If you look at the Rockets roster, you see a talented starting five, a pair of established bench players, and then, well, a giant question mark. Troy Daniels might have a fit as a three point shooter, but the Rockets are in serious need of a infusion of talent into their bench, especially on the wings where Francisco Garcia and Omri Casspi were absolutely dreadful last season. Could UConn's DeAndre Daniels fit into that unit? Let's take a closer look at the junior forward out of Connecticut.
Height: 6' 8.5" (in shoes)
Wingspan: 7' 2"
Birthday: April 15, 1992
Junior year stats: 13.1 PPG, 6.0 RPG, .4 APG, 46.9 FG%, 41.7 3P%
Before Daniels' junior year, he wasn't on a lot of people's radars because he didn't have a calling card on the offensive side of the ball. He could make nice cuts off the ball, had an athletic profile to finish at the rim, but didn't have a consistent outside shot or much ability to create offense. However, in his final season, he showed off a much improved perimeter jumper and flashed the potential to score in the post, using his length to shoot over defenders.
His shot is a bit funky, but it was effective for him during his junior year. However, his release is a bit slow and he could use some work or he might get his shot blocked a lot more in the NBA. When he spots up, he catches the ball, brings it down well below his waist before bringing the ball back up and firing a pretty, above the head shot.
As you can see here, Daniels catches the ball at the letters in his jersey, brings the ball down below his waist, before firing up a three. In college basketball, he can afford to make this move as he got a lot of space, but with quicker and smarter defenders in the NBA, he's going to have to tighten up his shot or he will get stripped and swatted pretty regularly.
This trend of Daniels thriving against weaker competition in a somewhat unsustainable way continues with his post game. Daniels is long and athletic, allowing him to get a shot down low against college opponents. Still, he is fairly weak physically, and isn't able to back down players to take full advantage of his size. In the NBA, as the players guarding him start to match his size, he probably won't be able to get the same shots.
The biggest knock on Daniels on offense, however, isn't his slow shot or his lack of strength, but rather a complete and utter lack of passing ability. Daniels averaged a crazy .4 assists per game during junior year, and he will have to improve that if he wants to contribute in the NBA.

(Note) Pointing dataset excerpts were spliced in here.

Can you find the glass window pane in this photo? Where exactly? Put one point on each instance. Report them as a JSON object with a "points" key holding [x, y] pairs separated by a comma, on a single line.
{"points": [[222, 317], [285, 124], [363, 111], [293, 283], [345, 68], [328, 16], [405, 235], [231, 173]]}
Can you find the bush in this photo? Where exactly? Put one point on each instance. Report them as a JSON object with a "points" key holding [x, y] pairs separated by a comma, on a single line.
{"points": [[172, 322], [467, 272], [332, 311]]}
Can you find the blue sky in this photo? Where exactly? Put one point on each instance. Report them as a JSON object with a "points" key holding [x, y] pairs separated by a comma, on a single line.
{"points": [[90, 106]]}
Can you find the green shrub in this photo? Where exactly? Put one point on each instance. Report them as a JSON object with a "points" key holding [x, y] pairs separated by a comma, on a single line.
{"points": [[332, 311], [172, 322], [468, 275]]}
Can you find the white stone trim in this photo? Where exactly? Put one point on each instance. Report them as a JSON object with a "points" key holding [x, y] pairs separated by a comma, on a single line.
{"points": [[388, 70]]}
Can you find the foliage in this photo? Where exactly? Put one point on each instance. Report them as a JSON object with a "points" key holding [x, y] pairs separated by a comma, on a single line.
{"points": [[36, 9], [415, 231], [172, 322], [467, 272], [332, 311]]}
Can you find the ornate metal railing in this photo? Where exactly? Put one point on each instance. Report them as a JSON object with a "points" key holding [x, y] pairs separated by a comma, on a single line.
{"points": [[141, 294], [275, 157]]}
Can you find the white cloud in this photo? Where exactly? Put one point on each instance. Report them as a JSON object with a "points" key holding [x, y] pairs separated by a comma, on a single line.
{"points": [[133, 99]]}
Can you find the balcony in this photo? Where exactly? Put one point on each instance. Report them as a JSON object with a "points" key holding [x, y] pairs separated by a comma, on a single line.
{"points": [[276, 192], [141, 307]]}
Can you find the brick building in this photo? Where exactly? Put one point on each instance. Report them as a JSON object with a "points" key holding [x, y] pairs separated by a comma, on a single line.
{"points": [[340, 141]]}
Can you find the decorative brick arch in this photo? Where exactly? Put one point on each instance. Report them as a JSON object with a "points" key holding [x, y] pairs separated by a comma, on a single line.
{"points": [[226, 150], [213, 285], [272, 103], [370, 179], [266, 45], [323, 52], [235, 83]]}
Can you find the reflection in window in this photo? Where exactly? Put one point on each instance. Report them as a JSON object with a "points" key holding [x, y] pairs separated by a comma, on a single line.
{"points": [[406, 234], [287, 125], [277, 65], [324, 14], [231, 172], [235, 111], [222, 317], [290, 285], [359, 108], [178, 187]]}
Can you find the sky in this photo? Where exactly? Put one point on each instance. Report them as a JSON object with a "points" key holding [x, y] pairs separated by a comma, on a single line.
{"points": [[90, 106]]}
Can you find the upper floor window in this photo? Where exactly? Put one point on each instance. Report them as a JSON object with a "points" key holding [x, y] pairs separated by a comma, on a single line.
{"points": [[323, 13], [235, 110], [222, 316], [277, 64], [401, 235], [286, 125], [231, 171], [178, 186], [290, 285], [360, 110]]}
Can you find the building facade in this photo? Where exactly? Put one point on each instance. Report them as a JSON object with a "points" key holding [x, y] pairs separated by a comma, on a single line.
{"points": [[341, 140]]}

All of this is sounding fairly pessimistic, but it is simply to show that despite some of Daniels' success at the NCAA level, he is still a long term project instead of an immediate plug-and-play guy. The NBA is littered with players like Daniels who had success in college but needed to make changes to compete at the NBA level, and Daniels has shown off a number of tools that could be very useful down the road.
His shot will likely be his biggest calling card, but he needs to quicken his release and stop bringing the ball down so low or he won't be able to get open with quick rotating defenses. In the post, he needs to bulk up big time, but he could have the makings for a decent post game that could come in handy. As for the passing, good luck.
While Daniels was a fairly strong offensive player at UConn last year, his defense was a different story. Daniels is quick, long, and can get off the floor in a hurry, but outside of that, his defensive acumen is pretty lacking. In the tournament, Daniels far too often allowed his opponent to get into the paint with ease, and though there were times where he recovered pretty spectacularly (averaging 1.4 blocks per game), he put himself in a bad position far too often.
And if you were hoping that Daniels could step in as a stretch four, think again. His lack of strength allowed post players to bully him pretty easily down low when Kevin Ollie stuck him in the front court as a power forward or center. He created mismatches on the other end, but gave it right back on the defensive side.
He has a chance as a small forward to be a good defender because he has all the tools, but he is going to need some serious coaching up before he gets there.
Bottom Line: Could the Rockets draft him?
If Daniels is sticking around when the Rockets pick in the second round (they have the 42nd pick from the Knicks, and traded away their own pick), Daniels would be a great selection. He has a long way to go before being a serious contributor, but when you get to the second round, you start looking for skills that stick out, not necessarily a player that can jump right into the rotation. In Daniels, the Rockets would have a player that makes up for his lack of polish with an intriguing combination of length, athleticism, and outside shooting ability.
Put him in the D-League for a year with an NBA lifting regimen, and the Rockets just might have a chance to get a talented bench scorer out of this pick. That would be a great result for a 2nd round selection.